DELANO, MN – What are the differences in education between Delano and its sister school in the Tianjin municipality? Chinese students and staff recently had an opportunity to explore that question starting during homecoming week as they visited Delano schools.

“We want to let our students experience American lives,” school minister Wang Ran said through interpreter “Alice” Geng Qian, an English teacher at his school.

Alice and Wang Ran were joined by school minister Qi Zhenggun. The three talked about differences between the two schools, as well as some similarities.

One major difference is the amount of time their students spend in school, starting at 7:30 a.m. and finishing at 5 p.m. each day.

Another key difference is how classes are organized and the reasoning behind those decisions.

Teachers move from classroom to classroom as students stay stationary.

“American schools pay more attention to personality development and Chinese pay more attention to unity,” Wang Ran said. “We always organize them and have competition for the class against other classes, so each is united.”

Student Liu Pinshmo (Edison) also spoke about that structure.

“We work as a team always because we stay in the same class,” Edison said.

Each school day begins with gymnastics. Student Ma Wenhan said their time in the gym is much different than it is in Delano.

“Gym class is much different,” Ma Wenhan said. “Everyone is playing hard. They really like sports. We have more exercises and fewer games.”

Their school sports include basketball, soccer, badminton and ping pong.

They don’t have a homecoming, which made the timing of the visit more memorable.

“Homecoming here was very exciting,” Ma Wenhan said.

“The students are very enthusiastic,” Edison said. “The guy behind me was always cheering.”

Curriculum also differs between the two schools.

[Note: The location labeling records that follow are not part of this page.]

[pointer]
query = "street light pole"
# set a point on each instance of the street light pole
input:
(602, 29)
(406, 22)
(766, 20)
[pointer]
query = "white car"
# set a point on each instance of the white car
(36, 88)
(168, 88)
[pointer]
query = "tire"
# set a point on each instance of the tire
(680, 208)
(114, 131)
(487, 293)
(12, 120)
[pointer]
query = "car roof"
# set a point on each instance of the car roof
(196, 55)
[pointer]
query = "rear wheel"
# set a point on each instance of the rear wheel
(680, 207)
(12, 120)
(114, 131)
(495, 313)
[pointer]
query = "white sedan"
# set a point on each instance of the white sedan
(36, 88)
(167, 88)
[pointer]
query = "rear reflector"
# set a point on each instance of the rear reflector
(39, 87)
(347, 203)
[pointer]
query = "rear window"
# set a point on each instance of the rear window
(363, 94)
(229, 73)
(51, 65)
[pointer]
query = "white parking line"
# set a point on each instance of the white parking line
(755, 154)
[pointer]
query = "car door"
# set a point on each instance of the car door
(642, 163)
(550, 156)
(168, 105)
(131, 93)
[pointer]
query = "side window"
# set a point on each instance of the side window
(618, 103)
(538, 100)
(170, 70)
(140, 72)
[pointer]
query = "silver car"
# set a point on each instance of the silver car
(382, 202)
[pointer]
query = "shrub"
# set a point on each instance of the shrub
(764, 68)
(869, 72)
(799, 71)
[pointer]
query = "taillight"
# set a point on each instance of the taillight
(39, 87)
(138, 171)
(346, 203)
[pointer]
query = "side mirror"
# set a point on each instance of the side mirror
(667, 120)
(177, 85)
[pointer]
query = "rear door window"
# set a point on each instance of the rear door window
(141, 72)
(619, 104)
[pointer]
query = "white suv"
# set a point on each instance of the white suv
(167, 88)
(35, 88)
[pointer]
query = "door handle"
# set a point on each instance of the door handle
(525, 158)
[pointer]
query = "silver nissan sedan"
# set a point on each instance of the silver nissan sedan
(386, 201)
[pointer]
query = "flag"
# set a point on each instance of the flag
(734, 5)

For example, Ma Wenhan learned English beginning in third grade and many students are learning English as early as kindergarten.

“It’s all different,” Edison said when asked to compare the two schools. “They can change their subjects every year. We can only change them in our second year.”

Testing between the two schools also varies greatly. While it’s not uncommon for Delano students to have tests on a regular basis, everything comes down to one test for their Chinese counterparts.

“The college entry exam is very important in their lives,” Alice said. “It can change their lives and help them be successful.”

College entry is much more competitive in China, with a vastly different college system than what exists in the US.

Some different features in Delano have inspired changes in its sister school.

“We have colorful posters on the walls, which we learned from you, and the decoration in the teachers’ offices,” Wang Ran said. “We do our best to realize the effect the environment has on the students.”

One aspect of environment won’t change, as Wang Ran’s school has 2,000 students within its three high school grades and 3,000 between three middle school grades.

The Chinese students, in particular, seemed to appreciate the small town atmosphere and Minnesota-nice mentality.

“Everyone here is very friendly,” Ma Wenhan said. “Many people smile and say hello. My host family gave me a warm welcome and talked to me.”

Lanette Faul, Delano’s China Club advisor, said local students are also received very well when they visit their Chinese friends.

“When our students go there, they are welcomed,” Faul said. “It’s amazing how we’re treated.”

Faul also noted that, because of the Chinese school’s size, the process to become a host, and subsequently have the opportunity to visit America, is very competitive.

The program that forged the relationship between Delano and its sister school began in the 1980s, with a formal agreement signed in 2005 to share students and staff. Over that time, more than 100 students and staff have been a part of the program.

Delano students and staff will have the opportunity to visit their Chinese counterparts during spring break.